Lyrics: The Christians and the Pagans
In our ever more pluralistic world, Dar Williams’ song may represent something close to your holiday celebrations and tensions. Here is a prayer for all those for whom family holiday gatherings are as much a source of tension as of joy.
The Christians and the Pagans by Dar Williams
Amber called her uncle said “We’re up here for the holiday
Jane & I were having Solstice, now we need a place to stay,”
And her Christ-loving uncle watched his wife hang Mary on a tree,
He watched his son hang candy canes all made with Red Dye Number 3.
He told his niece, “It’s Christmas Eve, I know our life is not your style.”
She said, “Christmas is like Solstice and we miss you and it’s been awhile.”

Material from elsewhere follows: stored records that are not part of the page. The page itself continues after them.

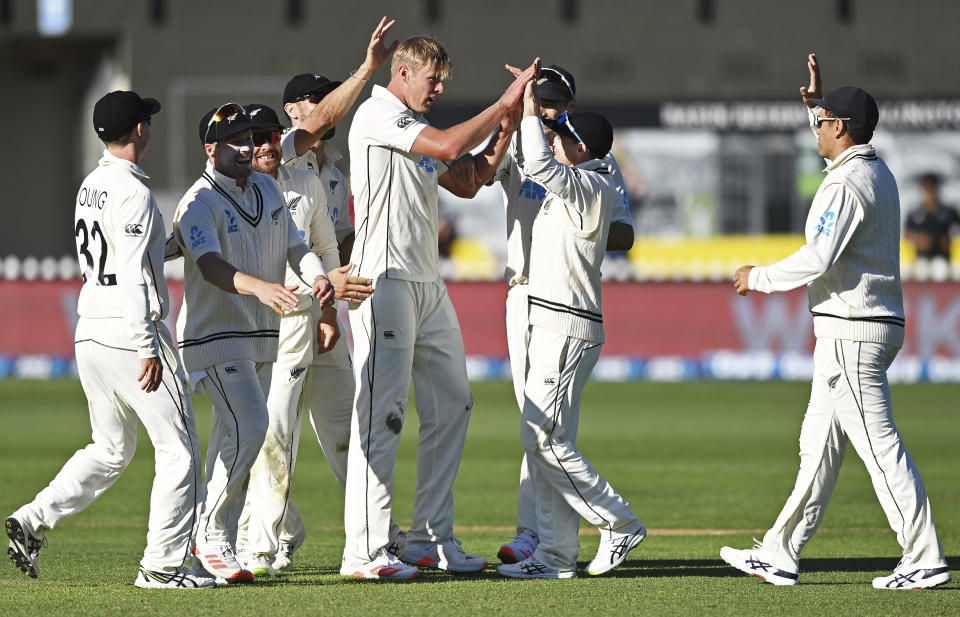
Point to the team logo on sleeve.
(196, 237)
(531, 190)
(231, 222)
(427, 164)
(827, 221)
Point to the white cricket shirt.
(120, 238)
(395, 192)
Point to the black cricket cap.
(222, 122)
(589, 128)
(854, 103)
(302, 85)
(556, 84)
(118, 112)
(262, 116)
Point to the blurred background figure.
(930, 227)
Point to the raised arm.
(335, 105)
(450, 144)
(470, 172)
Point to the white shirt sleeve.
(835, 215)
(288, 144)
(131, 225)
(323, 239)
(621, 209)
(197, 230)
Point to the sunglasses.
(227, 111)
(262, 137)
(557, 78)
(563, 120)
(313, 98)
(817, 120)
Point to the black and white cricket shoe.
(756, 563)
(25, 545)
(913, 578)
(613, 549)
(153, 579)
(532, 568)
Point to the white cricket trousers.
(567, 486)
(518, 337)
(236, 389)
(324, 385)
(850, 401)
(405, 329)
(109, 377)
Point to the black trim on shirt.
(887, 319)
(563, 308)
(252, 220)
(228, 334)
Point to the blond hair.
(422, 52)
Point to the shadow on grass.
(304, 576)
(669, 568)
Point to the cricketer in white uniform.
(126, 360)
(556, 90)
(312, 367)
(301, 96)
(851, 267)
(566, 334)
(237, 238)
(408, 328)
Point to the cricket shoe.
(447, 555)
(24, 550)
(532, 568)
(259, 564)
(396, 545)
(518, 549)
(613, 549)
(154, 579)
(221, 562)
(384, 567)
(915, 578)
(283, 561)
(756, 563)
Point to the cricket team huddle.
(268, 247)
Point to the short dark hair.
(858, 132)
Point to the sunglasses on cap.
(313, 98)
(227, 111)
(262, 137)
(557, 78)
(563, 120)
(817, 120)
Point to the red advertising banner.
(641, 319)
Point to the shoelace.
(34, 545)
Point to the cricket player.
(301, 96)
(566, 333)
(408, 326)
(312, 366)
(556, 91)
(237, 238)
(851, 267)
(126, 360)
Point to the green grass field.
(703, 464)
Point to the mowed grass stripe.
(702, 464)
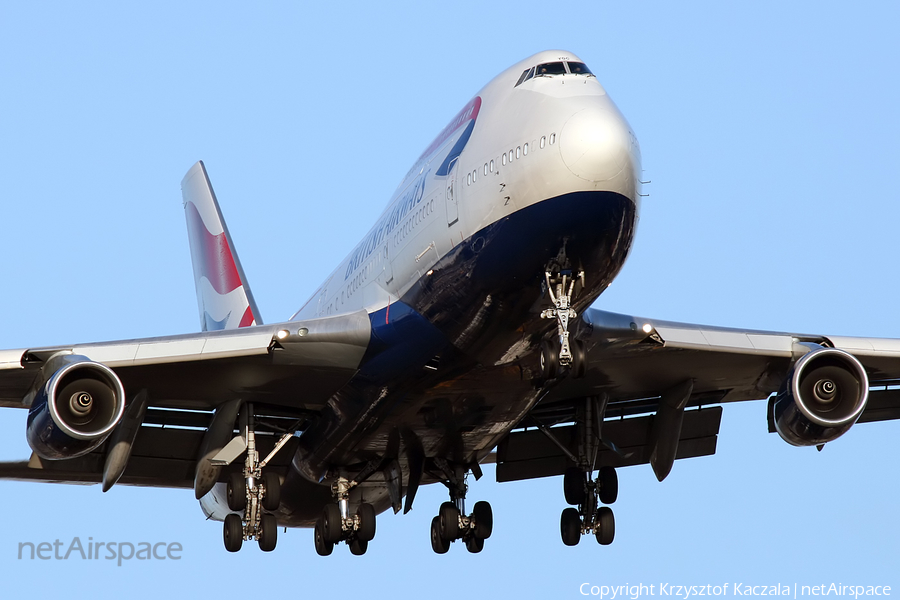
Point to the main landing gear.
(562, 353)
(251, 492)
(452, 523)
(584, 493)
(589, 518)
(336, 524)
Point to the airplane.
(459, 331)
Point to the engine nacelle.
(75, 409)
(822, 397)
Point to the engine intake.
(75, 409)
(822, 397)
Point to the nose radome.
(595, 144)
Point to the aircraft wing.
(289, 370)
(637, 369)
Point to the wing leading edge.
(634, 363)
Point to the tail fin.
(222, 290)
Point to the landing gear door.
(387, 273)
(452, 194)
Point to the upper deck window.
(526, 75)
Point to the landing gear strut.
(336, 524)
(452, 524)
(251, 491)
(562, 352)
(581, 489)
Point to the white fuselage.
(548, 136)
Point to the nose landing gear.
(562, 352)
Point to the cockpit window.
(556, 68)
(579, 69)
(526, 75)
(550, 69)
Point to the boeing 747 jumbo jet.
(457, 332)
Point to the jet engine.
(822, 397)
(74, 409)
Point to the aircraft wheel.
(268, 537)
(606, 526)
(323, 548)
(484, 520)
(332, 523)
(358, 547)
(438, 543)
(609, 485)
(233, 532)
(272, 499)
(475, 544)
(573, 486)
(366, 514)
(549, 360)
(236, 492)
(570, 526)
(579, 359)
(449, 516)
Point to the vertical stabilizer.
(222, 290)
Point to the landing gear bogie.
(250, 491)
(336, 524)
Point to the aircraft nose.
(596, 144)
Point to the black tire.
(236, 492)
(323, 548)
(606, 526)
(449, 516)
(272, 499)
(549, 360)
(268, 537)
(579, 359)
(573, 486)
(484, 520)
(570, 527)
(475, 544)
(332, 523)
(609, 485)
(233, 532)
(366, 514)
(438, 543)
(358, 547)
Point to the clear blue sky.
(769, 131)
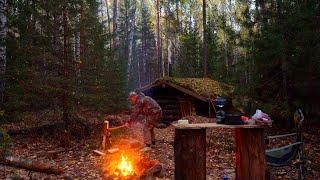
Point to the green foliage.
(39, 75)
(189, 62)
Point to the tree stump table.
(190, 151)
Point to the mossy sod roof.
(205, 87)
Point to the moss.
(203, 86)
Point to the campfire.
(124, 168)
(129, 163)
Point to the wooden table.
(190, 151)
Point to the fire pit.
(130, 163)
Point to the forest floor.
(79, 161)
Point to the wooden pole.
(190, 154)
(31, 165)
(250, 154)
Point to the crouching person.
(149, 109)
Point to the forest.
(67, 67)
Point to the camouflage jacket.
(145, 106)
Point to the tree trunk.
(108, 21)
(115, 24)
(65, 107)
(144, 42)
(205, 46)
(131, 36)
(3, 36)
(158, 38)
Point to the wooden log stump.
(250, 154)
(190, 154)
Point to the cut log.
(31, 165)
(250, 154)
(99, 152)
(113, 150)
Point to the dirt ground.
(79, 161)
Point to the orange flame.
(125, 167)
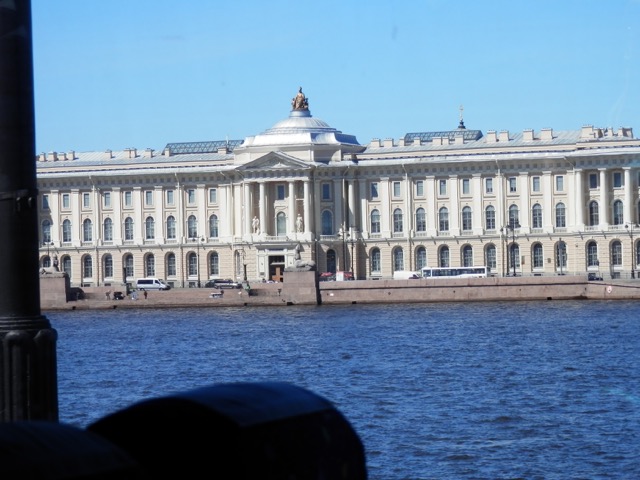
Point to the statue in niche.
(300, 102)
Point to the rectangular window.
(374, 190)
(466, 186)
(443, 187)
(488, 185)
(396, 189)
(535, 184)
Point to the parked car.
(222, 283)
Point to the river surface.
(496, 390)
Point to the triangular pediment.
(275, 161)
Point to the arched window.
(421, 258)
(561, 221)
(375, 221)
(327, 223)
(421, 220)
(618, 214)
(467, 223)
(171, 227)
(107, 230)
(128, 228)
(150, 265)
(467, 256)
(107, 266)
(150, 228)
(376, 264)
(594, 218)
(490, 217)
(443, 256)
(281, 224)
(397, 221)
(66, 231)
(537, 254)
(87, 231)
(213, 226)
(536, 216)
(192, 227)
(443, 219)
(398, 259)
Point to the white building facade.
(529, 203)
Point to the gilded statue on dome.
(300, 102)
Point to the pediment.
(275, 161)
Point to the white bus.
(455, 272)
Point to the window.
(536, 216)
(442, 187)
(213, 226)
(107, 268)
(535, 184)
(594, 218)
(396, 190)
(618, 214)
(443, 256)
(467, 223)
(66, 231)
(150, 228)
(327, 223)
(128, 228)
(467, 256)
(107, 230)
(421, 258)
(326, 191)
(490, 217)
(87, 231)
(466, 186)
(421, 220)
(488, 185)
(398, 259)
(376, 266)
(214, 263)
(443, 219)
(538, 256)
(375, 221)
(171, 265)
(617, 179)
(561, 221)
(192, 227)
(397, 221)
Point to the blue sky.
(143, 73)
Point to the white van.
(151, 284)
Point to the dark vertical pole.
(28, 374)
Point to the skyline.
(143, 74)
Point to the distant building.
(529, 203)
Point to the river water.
(496, 390)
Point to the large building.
(523, 203)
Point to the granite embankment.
(304, 290)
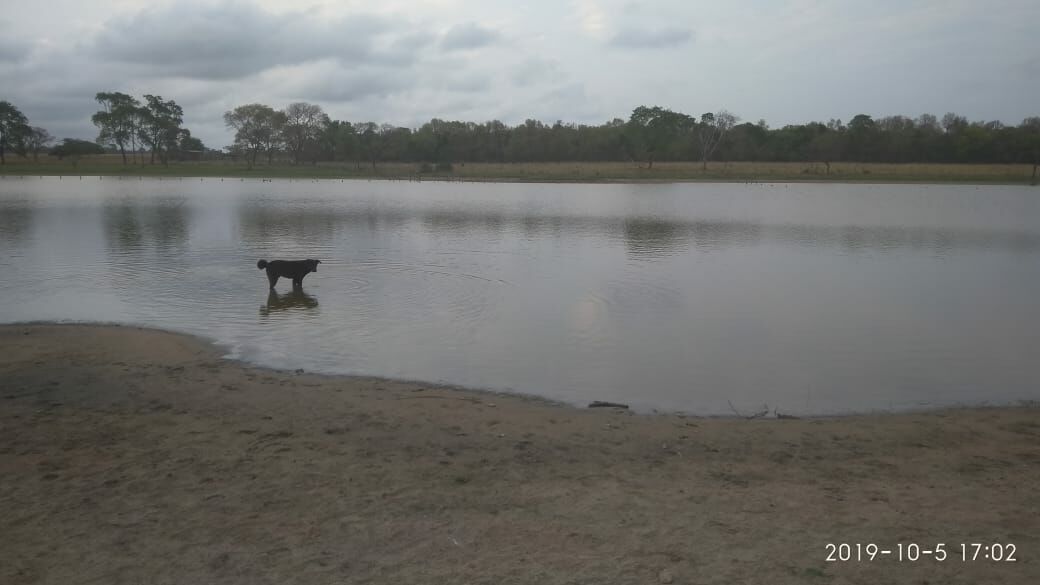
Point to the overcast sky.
(578, 60)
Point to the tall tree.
(303, 127)
(160, 126)
(1030, 132)
(36, 140)
(710, 132)
(14, 128)
(258, 127)
(653, 130)
(117, 121)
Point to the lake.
(808, 299)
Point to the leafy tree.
(73, 147)
(1030, 131)
(303, 127)
(652, 131)
(36, 140)
(710, 132)
(160, 127)
(187, 143)
(14, 129)
(118, 121)
(257, 128)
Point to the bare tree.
(115, 122)
(14, 127)
(36, 140)
(257, 127)
(303, 127)
(712, 128)
(160, 126)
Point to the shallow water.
(704, 298)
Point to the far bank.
(540, 172)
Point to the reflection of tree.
(123, 228)
(15, 223)
(453, 221)
(262, 225)
(653, 237)
(294, 300)
(130, 228)
(646, 236)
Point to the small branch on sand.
(750, 416)
(466, 399)
(601, 404)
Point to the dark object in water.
(294, 270)
(601, 404)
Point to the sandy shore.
(136, 456)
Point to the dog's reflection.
(294, 300)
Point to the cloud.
(329, 82)
(234, 40)
(13, 48)
(651, 39)
(468, 35)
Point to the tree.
(118, 121)
(710, 131)
(36, 140)
(75, 148)
(160, 126)
(303, 127)
(1030, 131)
(652, 131)
(14, 129)
(257, 127)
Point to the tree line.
(303, 132)
(125, 124)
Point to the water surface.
(806, 298)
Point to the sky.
(786, 61)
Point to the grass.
(541, 172)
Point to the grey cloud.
(234, 40)
(651, 39)
(468, 83)
(13, 47)
(11, 51)
(536, 70)
(468, 35)
(348, 86)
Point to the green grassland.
(538, 172)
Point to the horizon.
(586, 62)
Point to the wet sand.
(138, 456)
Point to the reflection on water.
(807, 298)
(294, 300)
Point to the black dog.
(295, 270)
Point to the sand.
(137, 456)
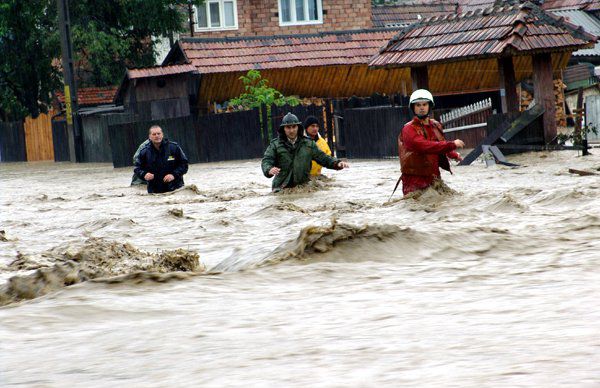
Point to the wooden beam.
(543, 90)
(420, 78)
(508, 85)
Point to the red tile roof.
(408, 13)
(279, 52)
(91, 96)
(575, 4)
(484, 34)
(158, 71)
(474, 5)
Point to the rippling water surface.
(225, 284)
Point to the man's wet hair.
(152, 127)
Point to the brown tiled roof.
(484, 34)
(158, 71)
(280, 52)
(408, 13)
(474, 5)
(91, 96)
(574, 4)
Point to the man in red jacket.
(422, 147)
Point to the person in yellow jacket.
(311, 127)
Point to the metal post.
(191, 17)
(73, 130)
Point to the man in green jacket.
(289, 157)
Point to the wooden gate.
(38, 137)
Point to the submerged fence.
(353, 127)
(12, 142)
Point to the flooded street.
(332, 286)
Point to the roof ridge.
(287, 36)
(157, 66)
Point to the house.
(158, 92)
(496, 46)
(235, 18)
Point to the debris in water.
(96, 259)
(176, 212)
(581, 172)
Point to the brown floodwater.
(224, 284)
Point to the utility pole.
(73, 130)
(191, 17)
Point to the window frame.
(221, 16)
(295, 21)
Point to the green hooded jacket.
(295, 161)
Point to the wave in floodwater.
(98, 260)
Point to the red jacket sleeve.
(415, 142)
(452, 155)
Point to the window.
(294, 12)
(216, 15)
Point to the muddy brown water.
(224, 284)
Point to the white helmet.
(421, 95)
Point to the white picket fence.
(456, 114)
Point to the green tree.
(107, 36)
(259, 93)
(28, 43)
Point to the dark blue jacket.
(169, 159)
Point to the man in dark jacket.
(161, 163)
(289, 157)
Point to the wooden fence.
(592, 116)
(373, 132)
(12, 142)
(219, 137)
(468, 123)
(38, 137)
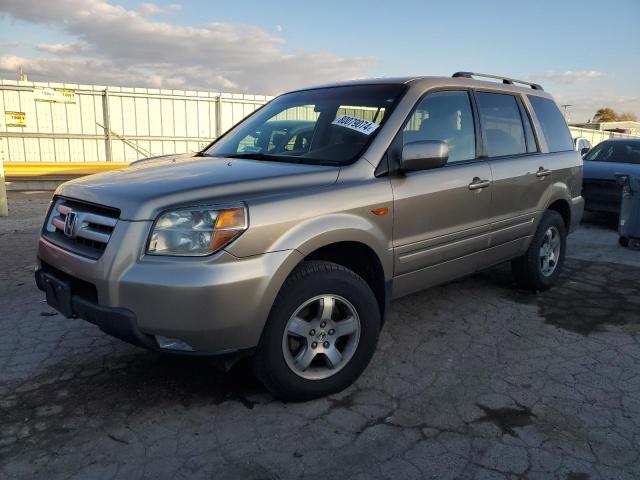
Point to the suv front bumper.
(216, 305)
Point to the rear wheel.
(539, 268)
(321, 333)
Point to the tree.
(607, 114)
(628, 116)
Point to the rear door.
(441, 216)
(521, 176)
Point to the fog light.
(167, 343)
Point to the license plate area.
(58, 293)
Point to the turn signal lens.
(231, 218)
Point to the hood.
(141, 190)
(608, 170)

So the Christians and the Pagans sat together at the table,
finding faith and common ground the best that they were able,
and just before the meal was served, hands were held and prayers were said,
sending hope for peace on eath to all their gods and goddesses.
The food was great, the tree plugged in, the meal had gone without a hitch,
’till Timmy turned to Amber and said, “Is it true that you’re a witch?”
His mom jumped up and said, “The pies are burning!” and she hit the kitchen!
And it was Jane who spoke, she said, “It’s true, you’re cousin’s not a Christian.
“But we love trees, we love the snow, the friends we have, the world we share,
“And you find magic from your God and we find magic everywhere.”
So, the Christians and the Pagans sat together at the table,
finding faith and common ground as best as they were able.
And where does magic come from? I think magic’s in the learning,
‘Cause now when Christians sit with Pagans only pumpking pies are burning.
When Amber tried to do the dishes, her Aunt said, “Really, no, it’s no bother.”
Amber’s Uncle saw how Amber looked like Tim and like her father.
He thought about his brother, how they hadn’t spoken in a year,
He thought he’d call him up and say, “It’s Christmas and your daughter’s here.”
He thought of fathers, sons, and brothers, ’till his own son tugged his sleeve
saying, “Can I be a Pagan, Dad?” “We’ll discuss it when they leave!”
So the Christians and the pagans sat together at the table,
finding faith and common ground, the best that they were able.
Lighting trees in darkness, learning new ways from the old, and
Making sense of history and drawing warmth out of the cold.
A prayer for all those with interfaith families–May your family holiday gatherings find faith and trust and common ground. Amen.